ARTICLE AD BOX
Jakarta -
Diplomasi Indonesia nan cukup garang di Global South dan BRICS+ adalah politik bebas aktif nan baik dan merupakan upaya untuk tetap eksis dan survive di bumi internasional, nan rentan secara geopolitik. Meskipun belum mempunyai aliansi militer kuat, tetapi kekuatan ekonomi Brics+ sangat besar dan signifikan.
KTT BRICS tanggal 6 dan 7 Juli 2025 dengan tema "Strengthening Global South Cooperation Towards More Inclusive and Sustainable Governance, dihadiri 30 pemimpin negara dan pemimpin organisasi internasional. Ini menandakan bahwa BRICS bakal berkedudukan di dalam bumi internasional secara signifikan.
Dunia memandang dua kutub persaingan Amerika Serikat dan Cina. Meskipun terdapat dua kekuatan besar, nan sedang bersaing tersebut (Amerika Serikat dan Cina), tetapi bumi sejatinya mengarah ke realitas dunia nan multipolar. Ada kekuatan nan tidak dapat diabaikan, sebagai pemain dunia nan signifikan, ialah Uni Eropa (khususnya Jerman dan Prancis), India, Turki, Iran, Brasil, dan negara-negara ASEAN semakin menentukan arah regional.

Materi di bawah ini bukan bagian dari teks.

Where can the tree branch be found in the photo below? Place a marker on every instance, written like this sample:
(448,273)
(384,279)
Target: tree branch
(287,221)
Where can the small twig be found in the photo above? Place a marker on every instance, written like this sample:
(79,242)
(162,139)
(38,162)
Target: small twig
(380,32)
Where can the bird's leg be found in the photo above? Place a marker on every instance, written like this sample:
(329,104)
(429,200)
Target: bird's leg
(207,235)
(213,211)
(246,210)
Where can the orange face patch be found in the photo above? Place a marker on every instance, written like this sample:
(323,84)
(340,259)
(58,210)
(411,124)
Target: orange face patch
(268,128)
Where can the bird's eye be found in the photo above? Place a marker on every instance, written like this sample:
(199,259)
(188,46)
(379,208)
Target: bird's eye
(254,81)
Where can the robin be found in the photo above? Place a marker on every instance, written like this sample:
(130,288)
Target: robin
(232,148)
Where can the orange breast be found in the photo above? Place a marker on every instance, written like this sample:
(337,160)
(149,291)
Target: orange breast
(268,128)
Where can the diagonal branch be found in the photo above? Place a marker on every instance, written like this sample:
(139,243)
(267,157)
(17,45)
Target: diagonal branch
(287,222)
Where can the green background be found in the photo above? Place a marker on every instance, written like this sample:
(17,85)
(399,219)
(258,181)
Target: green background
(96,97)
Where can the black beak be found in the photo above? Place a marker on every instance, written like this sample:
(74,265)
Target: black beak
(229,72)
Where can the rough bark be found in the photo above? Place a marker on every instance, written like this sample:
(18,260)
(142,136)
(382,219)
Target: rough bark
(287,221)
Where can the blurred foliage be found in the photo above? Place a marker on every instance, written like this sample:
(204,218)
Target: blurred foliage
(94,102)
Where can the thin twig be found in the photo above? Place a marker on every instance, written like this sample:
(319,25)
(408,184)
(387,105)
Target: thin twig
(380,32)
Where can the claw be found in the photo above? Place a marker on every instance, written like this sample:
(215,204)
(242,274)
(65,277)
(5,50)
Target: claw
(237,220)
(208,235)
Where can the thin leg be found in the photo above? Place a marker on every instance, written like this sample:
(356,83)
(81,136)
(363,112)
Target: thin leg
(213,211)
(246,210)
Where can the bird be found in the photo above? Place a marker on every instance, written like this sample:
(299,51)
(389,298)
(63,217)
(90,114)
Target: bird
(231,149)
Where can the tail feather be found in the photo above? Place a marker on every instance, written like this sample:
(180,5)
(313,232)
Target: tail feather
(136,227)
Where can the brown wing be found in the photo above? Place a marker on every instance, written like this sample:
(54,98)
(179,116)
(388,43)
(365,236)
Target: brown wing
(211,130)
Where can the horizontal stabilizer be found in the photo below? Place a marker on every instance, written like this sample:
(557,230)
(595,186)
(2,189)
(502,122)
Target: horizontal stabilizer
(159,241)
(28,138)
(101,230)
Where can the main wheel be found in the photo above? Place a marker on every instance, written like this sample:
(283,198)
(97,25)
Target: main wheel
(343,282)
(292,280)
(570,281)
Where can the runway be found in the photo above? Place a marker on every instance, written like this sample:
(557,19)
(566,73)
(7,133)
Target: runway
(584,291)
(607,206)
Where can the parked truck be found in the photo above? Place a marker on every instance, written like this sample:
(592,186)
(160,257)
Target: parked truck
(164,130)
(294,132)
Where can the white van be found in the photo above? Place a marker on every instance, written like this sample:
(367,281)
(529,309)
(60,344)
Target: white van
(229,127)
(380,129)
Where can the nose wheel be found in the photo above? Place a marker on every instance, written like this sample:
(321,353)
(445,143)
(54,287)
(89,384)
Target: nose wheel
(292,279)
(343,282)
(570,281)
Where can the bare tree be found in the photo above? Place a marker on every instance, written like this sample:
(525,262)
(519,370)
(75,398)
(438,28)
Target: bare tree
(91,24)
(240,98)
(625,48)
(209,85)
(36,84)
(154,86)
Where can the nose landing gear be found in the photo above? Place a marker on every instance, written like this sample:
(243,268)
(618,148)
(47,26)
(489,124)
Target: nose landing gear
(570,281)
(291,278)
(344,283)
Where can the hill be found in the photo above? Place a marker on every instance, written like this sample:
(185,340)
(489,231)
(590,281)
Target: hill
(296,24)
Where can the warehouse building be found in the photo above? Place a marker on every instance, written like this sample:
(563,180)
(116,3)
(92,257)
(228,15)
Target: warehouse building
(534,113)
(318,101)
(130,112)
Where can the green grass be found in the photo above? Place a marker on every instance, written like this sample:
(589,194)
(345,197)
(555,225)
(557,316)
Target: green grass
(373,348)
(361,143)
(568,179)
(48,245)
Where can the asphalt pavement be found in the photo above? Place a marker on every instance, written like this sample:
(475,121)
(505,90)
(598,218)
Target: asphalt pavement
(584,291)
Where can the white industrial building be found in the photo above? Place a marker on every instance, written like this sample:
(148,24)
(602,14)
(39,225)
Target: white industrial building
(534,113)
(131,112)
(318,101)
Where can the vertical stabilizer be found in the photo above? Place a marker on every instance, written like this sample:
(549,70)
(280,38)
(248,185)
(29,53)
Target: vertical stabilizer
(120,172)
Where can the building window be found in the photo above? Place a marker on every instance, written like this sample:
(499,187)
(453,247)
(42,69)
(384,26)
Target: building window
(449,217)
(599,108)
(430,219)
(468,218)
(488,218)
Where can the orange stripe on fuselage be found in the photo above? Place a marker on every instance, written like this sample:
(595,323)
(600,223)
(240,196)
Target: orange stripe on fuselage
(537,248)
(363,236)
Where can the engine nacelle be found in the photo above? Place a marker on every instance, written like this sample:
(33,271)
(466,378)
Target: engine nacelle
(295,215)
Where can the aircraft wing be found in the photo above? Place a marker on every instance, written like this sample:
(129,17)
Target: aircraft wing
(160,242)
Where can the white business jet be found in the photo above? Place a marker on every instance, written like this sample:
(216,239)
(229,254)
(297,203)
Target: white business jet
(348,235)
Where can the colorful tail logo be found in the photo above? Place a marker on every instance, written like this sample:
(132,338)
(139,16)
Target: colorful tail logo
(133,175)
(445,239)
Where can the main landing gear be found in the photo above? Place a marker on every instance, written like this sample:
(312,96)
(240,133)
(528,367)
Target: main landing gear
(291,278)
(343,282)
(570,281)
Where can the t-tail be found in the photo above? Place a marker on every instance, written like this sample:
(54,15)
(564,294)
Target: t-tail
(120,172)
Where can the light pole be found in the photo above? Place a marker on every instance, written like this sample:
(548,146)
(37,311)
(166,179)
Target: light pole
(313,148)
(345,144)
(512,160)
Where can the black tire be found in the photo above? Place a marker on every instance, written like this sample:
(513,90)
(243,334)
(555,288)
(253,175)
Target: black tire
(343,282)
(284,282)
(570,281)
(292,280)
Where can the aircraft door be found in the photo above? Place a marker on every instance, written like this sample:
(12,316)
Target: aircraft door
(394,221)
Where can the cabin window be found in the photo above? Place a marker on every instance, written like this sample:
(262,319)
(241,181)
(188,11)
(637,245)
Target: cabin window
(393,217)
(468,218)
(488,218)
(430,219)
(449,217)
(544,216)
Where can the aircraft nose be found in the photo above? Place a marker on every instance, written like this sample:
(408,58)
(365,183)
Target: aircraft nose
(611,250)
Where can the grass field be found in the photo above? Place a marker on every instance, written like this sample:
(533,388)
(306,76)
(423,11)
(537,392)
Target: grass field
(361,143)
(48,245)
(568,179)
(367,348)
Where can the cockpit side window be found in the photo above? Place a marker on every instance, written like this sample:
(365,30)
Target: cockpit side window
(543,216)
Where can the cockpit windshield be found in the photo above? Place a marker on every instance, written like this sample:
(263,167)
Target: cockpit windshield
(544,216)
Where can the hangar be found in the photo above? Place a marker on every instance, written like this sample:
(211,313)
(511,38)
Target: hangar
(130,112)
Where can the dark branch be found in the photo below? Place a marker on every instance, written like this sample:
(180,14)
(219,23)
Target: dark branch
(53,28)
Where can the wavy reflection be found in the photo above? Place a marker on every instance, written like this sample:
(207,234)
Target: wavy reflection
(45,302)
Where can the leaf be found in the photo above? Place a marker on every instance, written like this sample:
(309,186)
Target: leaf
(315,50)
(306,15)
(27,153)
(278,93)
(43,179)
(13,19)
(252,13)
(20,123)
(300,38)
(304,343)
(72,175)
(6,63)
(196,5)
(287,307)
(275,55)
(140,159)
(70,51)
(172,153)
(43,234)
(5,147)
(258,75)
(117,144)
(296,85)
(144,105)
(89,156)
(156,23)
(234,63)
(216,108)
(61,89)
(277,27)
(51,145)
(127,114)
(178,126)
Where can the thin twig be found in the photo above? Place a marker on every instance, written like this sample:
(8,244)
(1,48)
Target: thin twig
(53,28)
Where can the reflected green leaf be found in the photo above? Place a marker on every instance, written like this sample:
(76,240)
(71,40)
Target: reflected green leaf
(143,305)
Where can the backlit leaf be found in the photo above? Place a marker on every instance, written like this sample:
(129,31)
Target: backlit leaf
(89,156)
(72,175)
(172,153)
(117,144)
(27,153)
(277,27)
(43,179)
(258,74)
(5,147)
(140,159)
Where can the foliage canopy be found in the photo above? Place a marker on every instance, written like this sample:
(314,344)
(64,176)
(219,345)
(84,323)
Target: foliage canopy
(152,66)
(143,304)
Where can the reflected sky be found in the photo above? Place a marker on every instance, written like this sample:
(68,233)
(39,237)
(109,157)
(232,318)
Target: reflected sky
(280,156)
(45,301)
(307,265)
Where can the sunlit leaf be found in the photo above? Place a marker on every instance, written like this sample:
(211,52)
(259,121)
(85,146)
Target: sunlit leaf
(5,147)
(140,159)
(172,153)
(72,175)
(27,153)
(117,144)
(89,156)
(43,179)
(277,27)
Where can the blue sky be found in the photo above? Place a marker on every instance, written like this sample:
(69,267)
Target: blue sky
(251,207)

Lembaga internasional, seperti WTO,PBB, dan IMF mulai kehilangan pengaruh lantaran bentrok antar-blok.
Dinamika Global nan bakal mengubah peta ekonomi bumi adalah Perang Dagang & Teknologi AS vs Cina. Amerika Serikat melarang ekspor chip canggih ke Cina, dan membatasi akses Cina terhadap teknologi AI dan semikonduktor. Cina membalasnya dengan strategi swasembada teknologi.
Ekonomi Global sudah terfragmentasi. Dunia menuju deglobalisasi parsial-lebih banyak proteksionisme, "friend-shoring", dan pemisahan blok jual beli (barat vs timur). Tumbuhnya BRICS+ dan Global South: Brasil, Rusia, India, Cina, dan Afrika Selatan membentuk aliansi baru nan menarik lebih banyak negara berkembang, sebagai tandingan G7.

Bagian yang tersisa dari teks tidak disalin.